How to make my faster GPU execute two batches while my other GPU does a batch?

Hello Everyone, hope you all are doing well. I had the following doubt:

I have a system in which I have two GPUs, say GPU0-> RTX Quadro 8000 and GPU1-> RTX A6000.
Now I believe everyone here is aware that RTX A6000 is faster than Quadro 8000. With some benchmarking I found out that they if benchmark tests are run on each one of them alone, RTX A6000 is 2x faster than Quadro 8000 for ResNet50 on ImageNet dataset

A6000, 32min, 196 batchsize
Quadro8000, 65min, 196 batchsize

I want to run both of them together but I don’t want RTX A6000 to be under used because Quadro 8000 is slower relatively. Can I make any changes to my batch sampler?

  • Can I make the batch sampler handle more the data for A6000, which is, that Faster GPU processing 2 batches, while the slower GPU process just 1 batch in the meantime.

  • In this case how should I accumulate the 2 batches of gradients from the Faster GPU, and 1 batch of gradients from slower GPU. How do I accumulate and calculate the updates, essentially after 3 batches of processing per step.

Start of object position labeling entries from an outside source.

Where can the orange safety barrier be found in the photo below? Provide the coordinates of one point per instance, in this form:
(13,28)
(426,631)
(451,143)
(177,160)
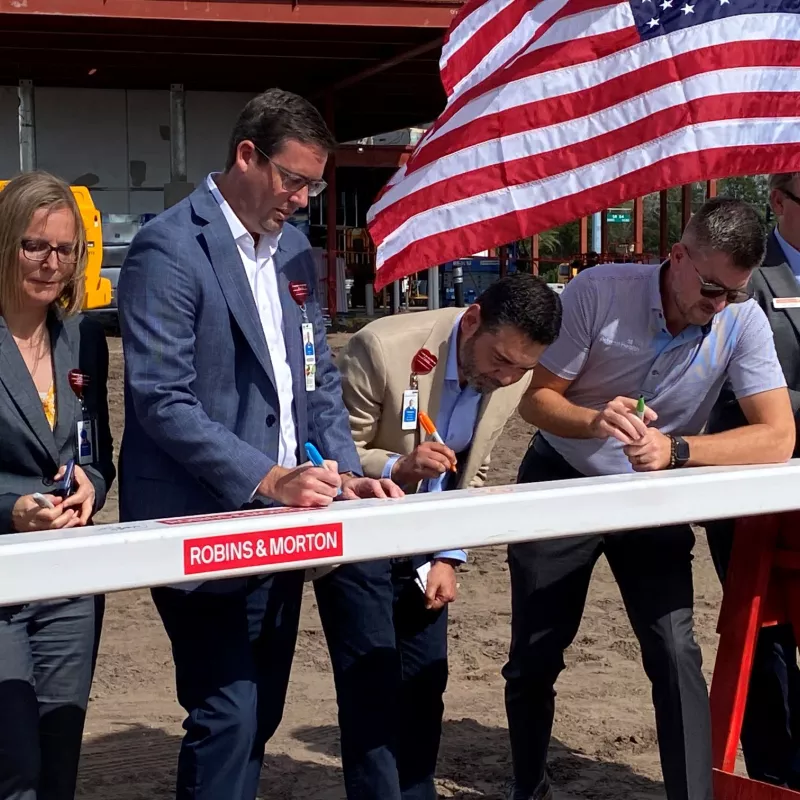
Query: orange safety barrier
(762,588)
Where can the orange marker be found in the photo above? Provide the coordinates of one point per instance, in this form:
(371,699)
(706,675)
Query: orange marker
(430,429)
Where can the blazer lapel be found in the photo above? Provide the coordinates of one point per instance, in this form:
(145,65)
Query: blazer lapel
(783,283)
(292,320)
(432,384)
(65,357)
(227,265)
(22,391)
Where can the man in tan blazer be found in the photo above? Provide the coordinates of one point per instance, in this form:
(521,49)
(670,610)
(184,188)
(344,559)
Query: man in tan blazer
(387,637)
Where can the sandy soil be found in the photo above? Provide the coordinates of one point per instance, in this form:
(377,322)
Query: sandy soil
(604,740)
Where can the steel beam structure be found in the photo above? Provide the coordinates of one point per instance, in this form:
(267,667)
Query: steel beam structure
(105,558)
(400,13)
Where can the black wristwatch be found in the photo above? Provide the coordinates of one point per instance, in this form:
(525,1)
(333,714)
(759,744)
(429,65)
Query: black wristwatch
(679,451)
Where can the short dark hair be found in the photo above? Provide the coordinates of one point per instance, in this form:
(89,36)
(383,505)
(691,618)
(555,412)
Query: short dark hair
(275,116)
(730,226)
(524,302)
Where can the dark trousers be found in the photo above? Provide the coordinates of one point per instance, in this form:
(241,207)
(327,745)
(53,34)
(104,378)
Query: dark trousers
(45,676)
(549,584)
(771,727)
(233,654)
(389,657)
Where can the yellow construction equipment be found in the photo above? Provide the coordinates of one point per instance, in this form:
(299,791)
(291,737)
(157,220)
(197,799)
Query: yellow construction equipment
(98,290)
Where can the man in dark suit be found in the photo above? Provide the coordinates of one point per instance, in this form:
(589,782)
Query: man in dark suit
(218,407)
(771,730)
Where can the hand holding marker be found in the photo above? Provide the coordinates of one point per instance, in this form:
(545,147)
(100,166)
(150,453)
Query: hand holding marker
(430,429)
(640,407)
(315,457)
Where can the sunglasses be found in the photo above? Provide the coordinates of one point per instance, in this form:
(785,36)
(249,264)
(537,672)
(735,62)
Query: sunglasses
(713,291)
(293,182)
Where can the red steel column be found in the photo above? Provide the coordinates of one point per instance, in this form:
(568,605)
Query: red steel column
(330,177)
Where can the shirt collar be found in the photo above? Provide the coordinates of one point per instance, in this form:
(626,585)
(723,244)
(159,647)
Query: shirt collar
(238,230)
(451,369)
(792,253)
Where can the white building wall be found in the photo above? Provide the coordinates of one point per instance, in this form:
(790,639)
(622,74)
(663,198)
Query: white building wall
(117,141)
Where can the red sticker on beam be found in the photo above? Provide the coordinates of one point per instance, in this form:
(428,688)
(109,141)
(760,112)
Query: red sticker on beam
(259,549)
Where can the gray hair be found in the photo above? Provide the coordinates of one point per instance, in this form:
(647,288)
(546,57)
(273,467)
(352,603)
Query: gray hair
(782,180)
(729,226)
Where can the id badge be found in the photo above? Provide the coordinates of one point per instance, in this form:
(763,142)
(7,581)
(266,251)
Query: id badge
(779,303)
(86,437)
(309,356)
(410,410)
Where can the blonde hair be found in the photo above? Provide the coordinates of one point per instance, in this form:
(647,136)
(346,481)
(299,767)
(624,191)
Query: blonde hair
(22,197)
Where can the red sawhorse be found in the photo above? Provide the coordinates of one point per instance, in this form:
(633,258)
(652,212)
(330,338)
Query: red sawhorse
(762,588)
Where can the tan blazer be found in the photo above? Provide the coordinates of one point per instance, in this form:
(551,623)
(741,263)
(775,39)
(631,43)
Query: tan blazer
(376,370)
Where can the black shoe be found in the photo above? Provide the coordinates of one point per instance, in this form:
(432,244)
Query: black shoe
(544,791)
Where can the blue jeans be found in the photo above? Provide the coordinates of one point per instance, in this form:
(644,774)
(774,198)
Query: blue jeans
(389,656)
(233,654)
(45,674)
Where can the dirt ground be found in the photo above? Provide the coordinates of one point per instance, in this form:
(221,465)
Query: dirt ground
(604,739)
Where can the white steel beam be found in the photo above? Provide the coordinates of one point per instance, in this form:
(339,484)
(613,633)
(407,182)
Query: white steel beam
(126,556)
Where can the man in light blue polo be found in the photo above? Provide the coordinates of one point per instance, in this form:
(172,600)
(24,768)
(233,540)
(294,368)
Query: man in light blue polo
(672,334)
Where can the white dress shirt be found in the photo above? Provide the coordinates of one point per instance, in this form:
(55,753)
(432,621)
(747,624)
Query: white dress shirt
(259,265)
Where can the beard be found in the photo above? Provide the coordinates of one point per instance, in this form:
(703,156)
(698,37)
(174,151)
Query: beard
(484,384)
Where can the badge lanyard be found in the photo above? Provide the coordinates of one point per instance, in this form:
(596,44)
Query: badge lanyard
(86,426)
(422,363)
(299,292)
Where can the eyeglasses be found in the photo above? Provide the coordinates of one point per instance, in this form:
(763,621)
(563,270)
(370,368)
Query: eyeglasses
(713,291)
(792,196)
(38,250)
(293,182)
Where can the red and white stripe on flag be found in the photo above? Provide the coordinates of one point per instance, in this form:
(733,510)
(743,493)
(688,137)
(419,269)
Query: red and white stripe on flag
(560,108)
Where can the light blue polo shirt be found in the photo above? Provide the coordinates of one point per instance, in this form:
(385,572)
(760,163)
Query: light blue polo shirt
(614,341)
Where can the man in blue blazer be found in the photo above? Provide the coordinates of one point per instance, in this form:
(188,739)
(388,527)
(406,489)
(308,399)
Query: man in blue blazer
(220,396)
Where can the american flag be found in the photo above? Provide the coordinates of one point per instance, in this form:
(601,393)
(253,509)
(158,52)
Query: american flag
(560,108)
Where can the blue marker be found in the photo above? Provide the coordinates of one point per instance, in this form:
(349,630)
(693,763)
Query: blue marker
(315,457)
(69,473)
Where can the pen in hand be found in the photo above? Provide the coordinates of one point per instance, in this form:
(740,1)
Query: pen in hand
(640,408)
(315,457)
(430,429)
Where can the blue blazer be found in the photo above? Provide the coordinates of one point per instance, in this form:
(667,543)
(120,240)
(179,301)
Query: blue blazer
(30,452)
(201,406)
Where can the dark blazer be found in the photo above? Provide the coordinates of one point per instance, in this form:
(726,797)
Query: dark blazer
(31,452)
(774,279)
(202,419)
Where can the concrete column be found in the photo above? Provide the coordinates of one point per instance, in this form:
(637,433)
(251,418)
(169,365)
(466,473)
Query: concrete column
(177,139)
(433,288)
(178,186)
(369,299)
(27,127)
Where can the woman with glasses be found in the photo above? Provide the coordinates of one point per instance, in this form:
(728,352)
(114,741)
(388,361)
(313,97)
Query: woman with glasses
(55,470)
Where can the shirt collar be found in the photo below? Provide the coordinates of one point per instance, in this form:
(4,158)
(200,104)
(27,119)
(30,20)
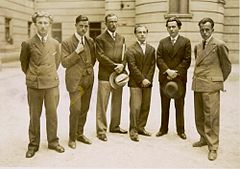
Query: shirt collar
(79,37)
(44,38)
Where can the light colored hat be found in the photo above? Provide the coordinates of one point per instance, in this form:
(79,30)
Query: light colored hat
(118,80)
(173,90)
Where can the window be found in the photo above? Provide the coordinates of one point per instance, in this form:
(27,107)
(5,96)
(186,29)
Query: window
(57,31)
(94,29)
(29,28)
(179,8)
(8,31)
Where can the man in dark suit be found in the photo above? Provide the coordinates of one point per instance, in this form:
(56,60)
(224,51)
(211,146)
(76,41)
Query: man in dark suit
(40,58)
(78,57)
(173,60)
(109,48)
(212,68)
(141,63)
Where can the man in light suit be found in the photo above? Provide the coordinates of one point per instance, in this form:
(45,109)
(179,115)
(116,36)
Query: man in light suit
(78,57)
(141,63)
(173,61)
(40,58)
(109,47)
(212,68)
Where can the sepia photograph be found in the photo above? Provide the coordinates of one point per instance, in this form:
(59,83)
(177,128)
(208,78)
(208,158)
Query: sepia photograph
(119,84)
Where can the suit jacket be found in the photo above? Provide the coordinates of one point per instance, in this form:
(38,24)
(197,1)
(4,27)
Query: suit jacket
(140,66)
(76,66)
(40,62)
(108,52)
(212,66)
(176,57)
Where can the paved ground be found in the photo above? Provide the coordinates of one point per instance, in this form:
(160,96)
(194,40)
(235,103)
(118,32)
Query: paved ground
(119,152)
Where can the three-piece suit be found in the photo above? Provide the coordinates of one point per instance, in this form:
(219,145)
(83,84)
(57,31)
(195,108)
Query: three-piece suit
(176,57)
(141,66)
(108,53)
(212,68)
(79,77)
(40,61)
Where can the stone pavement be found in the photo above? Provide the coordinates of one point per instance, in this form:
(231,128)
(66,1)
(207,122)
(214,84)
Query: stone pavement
(168,151)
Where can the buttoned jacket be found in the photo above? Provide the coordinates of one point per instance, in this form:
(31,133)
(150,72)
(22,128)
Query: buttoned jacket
(212,66)
(141,66)
(40,61)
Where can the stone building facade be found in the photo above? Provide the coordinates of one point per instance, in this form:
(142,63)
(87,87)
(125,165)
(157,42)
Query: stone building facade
(16,25)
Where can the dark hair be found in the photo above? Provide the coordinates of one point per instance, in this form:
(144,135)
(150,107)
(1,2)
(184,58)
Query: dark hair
(137,26)
(179,23)
(205,20)
(109,15)
(81,18)
(41,14)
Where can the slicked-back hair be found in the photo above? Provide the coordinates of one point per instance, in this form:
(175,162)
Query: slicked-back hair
(81,18)
(205,20)
(109,15)
(179,23)
(41,14)
(138,26)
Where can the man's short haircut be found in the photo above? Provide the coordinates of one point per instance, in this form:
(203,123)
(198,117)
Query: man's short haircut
(41,14)
(81,18)
(109,15)
(179,23)
(139,25)
(205,20)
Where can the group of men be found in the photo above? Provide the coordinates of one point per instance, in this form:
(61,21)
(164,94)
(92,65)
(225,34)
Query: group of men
(41,55)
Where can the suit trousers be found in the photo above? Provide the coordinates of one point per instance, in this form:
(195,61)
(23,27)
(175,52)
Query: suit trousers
(140,99)
(36,97)
(207,108)
(104,90)
(79,106)
(179,107)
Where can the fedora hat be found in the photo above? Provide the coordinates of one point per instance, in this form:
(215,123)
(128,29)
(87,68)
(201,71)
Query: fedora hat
(173,89)
(118,80)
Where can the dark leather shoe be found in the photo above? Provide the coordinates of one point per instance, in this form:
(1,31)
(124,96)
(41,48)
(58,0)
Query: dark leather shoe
(72,144)
(212,155)
(57,148)
(121,131)
(144,132)
(30,153)
(84,139)
(160,133)
(199,143)
(102,137)
(182,136)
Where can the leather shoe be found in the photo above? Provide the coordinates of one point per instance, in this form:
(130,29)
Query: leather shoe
(72,144)
(160,133)
(84,139)
(102,137)
(199,143)
(57,148)
(30,153)
(212,155)
(182,136)
(121,131)
(144,132)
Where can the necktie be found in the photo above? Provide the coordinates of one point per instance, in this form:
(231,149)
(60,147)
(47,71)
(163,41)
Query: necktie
(204,44)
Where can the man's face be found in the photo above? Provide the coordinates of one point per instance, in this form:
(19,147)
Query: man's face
(42,24)
(172,29)
(141,34)
(206,30)
(112,23)
(82,27)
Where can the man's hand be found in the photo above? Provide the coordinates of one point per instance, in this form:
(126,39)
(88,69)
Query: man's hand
(79,48)
(119,68)
(171,74)
(145,83)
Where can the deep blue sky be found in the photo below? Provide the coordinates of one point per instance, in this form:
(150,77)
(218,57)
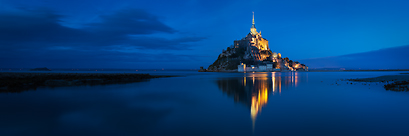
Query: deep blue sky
(189,33)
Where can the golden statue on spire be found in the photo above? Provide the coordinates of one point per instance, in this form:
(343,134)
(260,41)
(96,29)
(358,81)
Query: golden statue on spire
(253,29)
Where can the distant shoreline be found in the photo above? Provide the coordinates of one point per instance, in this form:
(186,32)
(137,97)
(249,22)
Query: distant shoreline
(17,82)
(394,82)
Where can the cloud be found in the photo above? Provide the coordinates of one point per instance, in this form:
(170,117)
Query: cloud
(131,21)
(37,36)
(42,28)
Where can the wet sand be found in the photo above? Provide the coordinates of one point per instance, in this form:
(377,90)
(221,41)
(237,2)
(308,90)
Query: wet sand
(394,82)
(17,82)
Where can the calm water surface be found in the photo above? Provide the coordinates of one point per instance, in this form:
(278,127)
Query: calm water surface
(204,104)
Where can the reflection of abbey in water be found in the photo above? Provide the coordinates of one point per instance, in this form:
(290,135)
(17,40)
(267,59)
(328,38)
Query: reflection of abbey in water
(254,91)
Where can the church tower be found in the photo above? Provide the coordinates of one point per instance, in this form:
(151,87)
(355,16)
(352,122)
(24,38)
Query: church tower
(253,29)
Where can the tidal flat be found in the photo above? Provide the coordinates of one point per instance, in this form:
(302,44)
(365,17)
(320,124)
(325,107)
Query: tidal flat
(393,82)
(17,82)
(212,103)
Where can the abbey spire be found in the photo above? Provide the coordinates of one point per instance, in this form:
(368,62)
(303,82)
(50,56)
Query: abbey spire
(253,29)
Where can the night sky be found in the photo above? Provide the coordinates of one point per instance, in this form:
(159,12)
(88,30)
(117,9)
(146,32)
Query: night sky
(186,34)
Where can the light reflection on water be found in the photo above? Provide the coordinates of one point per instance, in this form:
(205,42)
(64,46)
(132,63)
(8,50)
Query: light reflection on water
(287,103)
(253,90)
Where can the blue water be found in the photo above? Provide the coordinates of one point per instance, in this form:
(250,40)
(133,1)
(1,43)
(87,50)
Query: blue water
(211,104)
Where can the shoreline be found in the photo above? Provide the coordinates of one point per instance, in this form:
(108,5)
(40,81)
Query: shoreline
(18,82)
(393,82)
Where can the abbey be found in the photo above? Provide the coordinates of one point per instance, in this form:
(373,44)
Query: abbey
(252,53)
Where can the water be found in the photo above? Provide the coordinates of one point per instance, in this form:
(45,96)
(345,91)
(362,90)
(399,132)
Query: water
(303,103)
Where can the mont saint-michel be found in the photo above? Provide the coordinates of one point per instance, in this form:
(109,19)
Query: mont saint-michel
(253,54)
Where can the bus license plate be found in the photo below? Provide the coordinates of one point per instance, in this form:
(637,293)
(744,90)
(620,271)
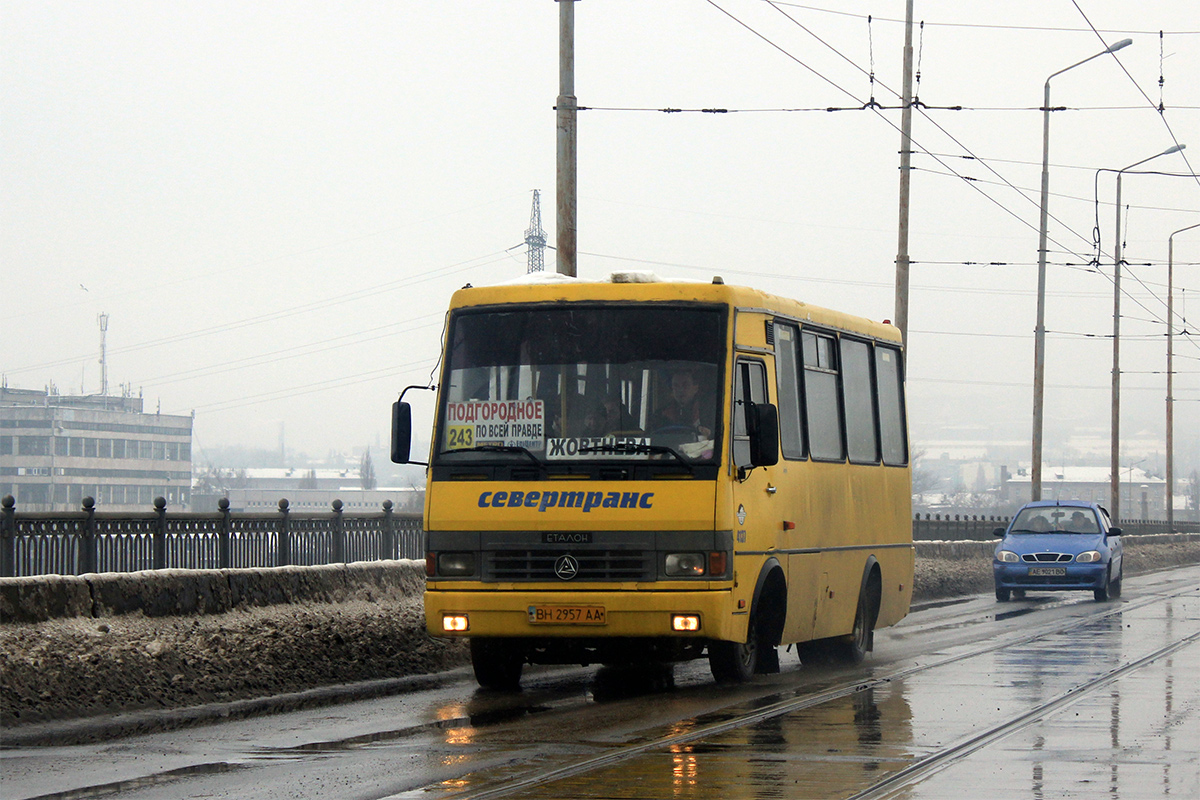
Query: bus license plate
(568,615)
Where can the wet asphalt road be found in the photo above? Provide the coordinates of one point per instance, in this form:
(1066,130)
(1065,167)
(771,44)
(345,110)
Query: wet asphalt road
(1049,697)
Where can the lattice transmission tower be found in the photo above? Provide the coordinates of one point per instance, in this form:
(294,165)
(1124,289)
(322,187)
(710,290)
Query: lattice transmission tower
(535,238)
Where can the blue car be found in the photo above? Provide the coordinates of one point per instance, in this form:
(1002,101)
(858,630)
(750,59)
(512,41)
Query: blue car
(1059,546)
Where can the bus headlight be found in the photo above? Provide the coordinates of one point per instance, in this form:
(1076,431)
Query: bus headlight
(455,623)
(684,623)
(679,565)
(456,565)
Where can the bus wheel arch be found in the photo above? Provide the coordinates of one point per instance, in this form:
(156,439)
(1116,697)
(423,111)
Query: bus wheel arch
(737,662)
(867,613)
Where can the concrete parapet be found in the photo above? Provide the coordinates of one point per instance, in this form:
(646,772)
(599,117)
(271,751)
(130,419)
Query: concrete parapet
(175,593)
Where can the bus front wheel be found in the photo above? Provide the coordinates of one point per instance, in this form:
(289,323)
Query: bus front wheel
(735,662)
(497,663)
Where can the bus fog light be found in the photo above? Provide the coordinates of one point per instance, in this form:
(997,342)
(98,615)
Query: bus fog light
(685,621)
(455,623)
(684,565)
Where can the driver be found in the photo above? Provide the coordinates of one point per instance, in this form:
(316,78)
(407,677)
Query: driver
(687,405)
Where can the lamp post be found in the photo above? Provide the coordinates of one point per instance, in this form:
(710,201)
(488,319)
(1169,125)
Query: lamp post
(1170,378)
(1114,465)
(1039,332)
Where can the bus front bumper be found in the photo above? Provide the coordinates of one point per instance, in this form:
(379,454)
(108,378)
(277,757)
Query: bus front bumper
(583,614)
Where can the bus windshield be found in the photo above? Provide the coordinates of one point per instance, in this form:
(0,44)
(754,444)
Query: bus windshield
(583,383)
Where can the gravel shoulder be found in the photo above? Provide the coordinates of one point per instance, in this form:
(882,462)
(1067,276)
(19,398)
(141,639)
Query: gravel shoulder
(77,668)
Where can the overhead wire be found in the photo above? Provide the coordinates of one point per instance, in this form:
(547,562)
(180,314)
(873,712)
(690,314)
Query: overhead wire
(981,25)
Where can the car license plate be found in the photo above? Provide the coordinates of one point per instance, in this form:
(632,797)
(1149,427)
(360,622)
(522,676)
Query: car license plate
(568,615)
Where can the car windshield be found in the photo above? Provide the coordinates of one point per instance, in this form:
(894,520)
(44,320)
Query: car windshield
(587,383)
(1056,519)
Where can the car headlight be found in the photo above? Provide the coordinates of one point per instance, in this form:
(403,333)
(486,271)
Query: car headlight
(456,565)
(684,564)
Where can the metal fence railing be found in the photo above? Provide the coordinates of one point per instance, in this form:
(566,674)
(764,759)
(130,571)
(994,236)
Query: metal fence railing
(83,541)
(76,542)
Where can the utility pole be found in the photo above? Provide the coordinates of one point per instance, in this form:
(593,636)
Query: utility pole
(103,355)
(535,238)
(901,311)
(565,109)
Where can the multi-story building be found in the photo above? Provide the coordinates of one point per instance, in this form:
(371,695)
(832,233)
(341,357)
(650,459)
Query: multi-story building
(57,450)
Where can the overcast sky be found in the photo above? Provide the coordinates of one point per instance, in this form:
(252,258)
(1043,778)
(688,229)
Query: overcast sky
(273,202)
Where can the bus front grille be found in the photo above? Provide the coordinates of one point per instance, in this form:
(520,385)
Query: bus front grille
(592,565)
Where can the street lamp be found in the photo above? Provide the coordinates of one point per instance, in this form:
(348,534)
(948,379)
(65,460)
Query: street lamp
(1116,343)
(1039,334)
(1170,380)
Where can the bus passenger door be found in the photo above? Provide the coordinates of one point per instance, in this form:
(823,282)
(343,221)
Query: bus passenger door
(759,524)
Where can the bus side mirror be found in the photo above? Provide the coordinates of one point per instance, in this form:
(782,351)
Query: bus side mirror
(763,434)
(401,432)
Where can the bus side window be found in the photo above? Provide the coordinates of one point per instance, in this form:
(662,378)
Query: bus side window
(822,398)
(858,397)
(757,376)
(889,385)
(787,386)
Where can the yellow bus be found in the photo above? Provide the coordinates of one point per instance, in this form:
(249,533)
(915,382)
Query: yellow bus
(634,470)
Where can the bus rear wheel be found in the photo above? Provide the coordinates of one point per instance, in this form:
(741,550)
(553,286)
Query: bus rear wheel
(497,663)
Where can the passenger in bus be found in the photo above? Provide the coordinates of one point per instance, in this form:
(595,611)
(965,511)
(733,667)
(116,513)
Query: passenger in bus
(688,405)
(609,417)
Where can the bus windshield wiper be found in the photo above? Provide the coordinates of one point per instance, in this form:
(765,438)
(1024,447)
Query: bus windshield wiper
(505,449)
(633,447)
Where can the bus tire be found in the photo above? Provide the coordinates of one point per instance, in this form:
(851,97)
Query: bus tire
(735,662)
(862,637)
(497,663)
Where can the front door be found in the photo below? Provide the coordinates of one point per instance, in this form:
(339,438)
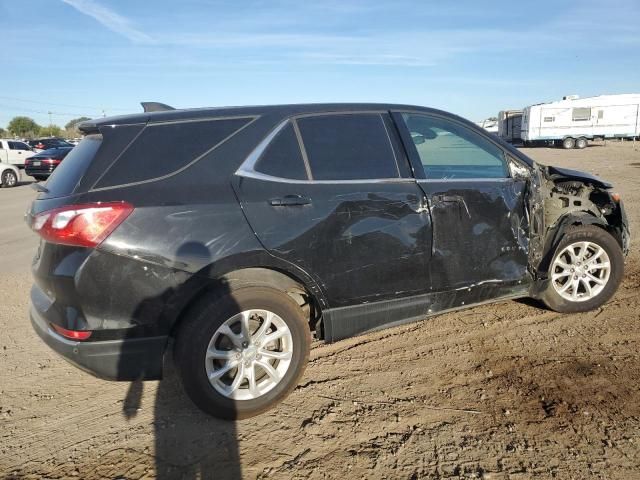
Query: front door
(333,195)
(480,229)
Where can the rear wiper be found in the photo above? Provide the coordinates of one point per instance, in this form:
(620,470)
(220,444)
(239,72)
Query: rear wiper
(38,187)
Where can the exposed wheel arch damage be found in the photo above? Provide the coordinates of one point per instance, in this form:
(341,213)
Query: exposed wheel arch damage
(263,276)
(564,200)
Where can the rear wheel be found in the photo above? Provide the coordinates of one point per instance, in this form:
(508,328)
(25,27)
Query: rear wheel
(585,272)
(568,143)
(9,178)
(243,352)
(581,143)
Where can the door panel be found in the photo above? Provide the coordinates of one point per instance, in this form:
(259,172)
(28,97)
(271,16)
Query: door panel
(480,232)
(480,228)
(362,241)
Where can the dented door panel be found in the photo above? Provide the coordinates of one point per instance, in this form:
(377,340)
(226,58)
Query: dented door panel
(480,232)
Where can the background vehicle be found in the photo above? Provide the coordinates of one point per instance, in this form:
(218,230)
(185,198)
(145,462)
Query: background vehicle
(259,225)
(9,175)
(573,121)
(41,165)
(510,125)
(41,144)
(14,152)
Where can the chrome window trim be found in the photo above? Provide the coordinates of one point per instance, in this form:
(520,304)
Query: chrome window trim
(459,180)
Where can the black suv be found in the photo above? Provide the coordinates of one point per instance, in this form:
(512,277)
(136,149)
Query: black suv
(232,234)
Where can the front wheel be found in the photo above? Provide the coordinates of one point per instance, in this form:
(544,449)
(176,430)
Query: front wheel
(568,143)
(581,143)
(585,272)
(243,352)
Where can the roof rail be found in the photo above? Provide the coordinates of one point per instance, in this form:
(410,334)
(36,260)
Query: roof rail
(155,107)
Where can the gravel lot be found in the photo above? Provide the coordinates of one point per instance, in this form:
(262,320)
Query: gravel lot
(504,391)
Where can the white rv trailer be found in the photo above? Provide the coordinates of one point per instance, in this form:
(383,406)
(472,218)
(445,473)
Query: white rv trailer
(572,121)
(509,125)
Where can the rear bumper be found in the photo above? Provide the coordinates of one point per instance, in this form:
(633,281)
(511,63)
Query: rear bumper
(126,359)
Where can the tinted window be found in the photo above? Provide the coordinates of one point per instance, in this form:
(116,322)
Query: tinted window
(283,158)
(18,146)
(348,147)
(162,149)
(65,178)
(449,150)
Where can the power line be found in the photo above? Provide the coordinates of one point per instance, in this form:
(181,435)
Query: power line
(45,112)
(61,104)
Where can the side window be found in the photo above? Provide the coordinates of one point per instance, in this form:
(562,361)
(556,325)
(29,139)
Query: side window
(164,148)
(18,146)
(449,150)
(348,147)
(282,158)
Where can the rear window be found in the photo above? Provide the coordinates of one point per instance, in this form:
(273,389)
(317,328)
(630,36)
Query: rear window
(65,178)
(348,147)
(163,149)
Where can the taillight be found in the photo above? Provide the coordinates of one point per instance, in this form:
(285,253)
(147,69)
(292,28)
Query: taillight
(72,334)
(81,225)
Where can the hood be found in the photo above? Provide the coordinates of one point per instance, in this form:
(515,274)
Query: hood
(566,173)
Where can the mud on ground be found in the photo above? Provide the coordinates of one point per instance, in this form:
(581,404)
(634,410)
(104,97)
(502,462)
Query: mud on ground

  • When and how do I need to call optimizer.step(), grad_zero() to achieve the above behavior.

  • I can’t just feed double the data size to the faster GPU, because it’s maxing out memory. That is, when I feed batchsize ‘X’ badata to faster gpu, because a sample size

I am new to all these topics and would really appreciate any help from this community. Thank You for your time and patience.